И тогда я подумал и сказал: «Ты же сперва согласился. Выходит, доверял? Поверь и в другом. Дай мне его задаром. А после, коли дело быстро двинется, я его выкуплю. Честное слово». И он опять засмеялся, и снова весело, беззаботно так, словно я пошутил, только я ведь совсем не шутил. И он спросил: «Хочешь еще чаю?» И когда мы опять прихлебывали из своих стаканов, сидя друг против друга, он сказал мне: «Риск. Все дело в риске. Будь у тебя свой револьвер, я рисковал бы целой повозкой утвари да жизнью помощника.
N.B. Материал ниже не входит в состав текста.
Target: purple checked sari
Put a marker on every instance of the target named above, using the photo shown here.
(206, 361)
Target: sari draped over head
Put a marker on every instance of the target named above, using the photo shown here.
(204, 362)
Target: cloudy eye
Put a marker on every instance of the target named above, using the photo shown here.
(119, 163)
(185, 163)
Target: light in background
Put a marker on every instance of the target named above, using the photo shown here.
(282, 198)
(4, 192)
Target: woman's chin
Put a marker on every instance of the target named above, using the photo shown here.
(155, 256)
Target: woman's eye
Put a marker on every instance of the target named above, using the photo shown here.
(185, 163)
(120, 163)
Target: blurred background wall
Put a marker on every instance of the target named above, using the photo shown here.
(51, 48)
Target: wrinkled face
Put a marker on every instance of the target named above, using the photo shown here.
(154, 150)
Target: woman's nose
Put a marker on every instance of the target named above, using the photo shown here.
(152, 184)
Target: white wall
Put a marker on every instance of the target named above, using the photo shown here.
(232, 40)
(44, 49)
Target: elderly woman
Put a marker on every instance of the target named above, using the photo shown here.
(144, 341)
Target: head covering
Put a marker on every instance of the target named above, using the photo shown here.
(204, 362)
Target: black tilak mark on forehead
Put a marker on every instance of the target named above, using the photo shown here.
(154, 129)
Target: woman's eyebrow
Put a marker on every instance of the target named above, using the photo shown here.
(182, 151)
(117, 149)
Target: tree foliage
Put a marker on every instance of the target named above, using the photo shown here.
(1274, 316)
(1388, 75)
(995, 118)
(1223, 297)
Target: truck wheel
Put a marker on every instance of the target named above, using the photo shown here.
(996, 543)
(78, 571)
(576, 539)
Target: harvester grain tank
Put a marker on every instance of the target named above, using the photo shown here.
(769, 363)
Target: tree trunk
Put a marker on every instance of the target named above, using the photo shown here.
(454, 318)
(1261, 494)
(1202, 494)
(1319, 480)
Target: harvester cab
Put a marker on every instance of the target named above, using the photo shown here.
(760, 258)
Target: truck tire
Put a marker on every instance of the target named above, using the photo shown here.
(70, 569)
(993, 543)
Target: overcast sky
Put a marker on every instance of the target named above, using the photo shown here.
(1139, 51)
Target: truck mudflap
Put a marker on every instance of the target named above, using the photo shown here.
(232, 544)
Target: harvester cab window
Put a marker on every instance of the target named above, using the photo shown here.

А дай я тебе его, револьвер, бесплатно, я рисковал бы уже оказаться ослом». И я отпил глоток и сказал: «Понятно. Все равно что конокраду плетку дарить, а после глядеть, как он ею твою лошадь погоняет. Ты это хотел объяснить? Только я ведь не конокрад».— «Верно,— улыбнулся он.— И я не осел. Да ты не обижайся. Лучше купи револьвер».

И я спросил его: «Скажи, а разве не может с ним управляться помощник твой?» — «Может,—сказал он.— Да у него есть свой».— «Зачем же тогда,— говорю,— еще один?» — «А зачем ты сам моему помощнику?» — «Как зачем? — говорю.— Я же там не чужак. Все ущелье пешком исходил, верхом изъездил».— «Вот-вот,— отвечает,— не чужак. Потому-то наверняка будешь знать, когда стрелять нужно, а когда револьвер за пазухой прятать... Да и потом — два револьвера лучше, чем один. Так?» И я сказал: «Все правильно. Только нехорошо как-то». А он сказал: «Конечно, нехорошо. Быть может, потому и правильно, что нехорошо».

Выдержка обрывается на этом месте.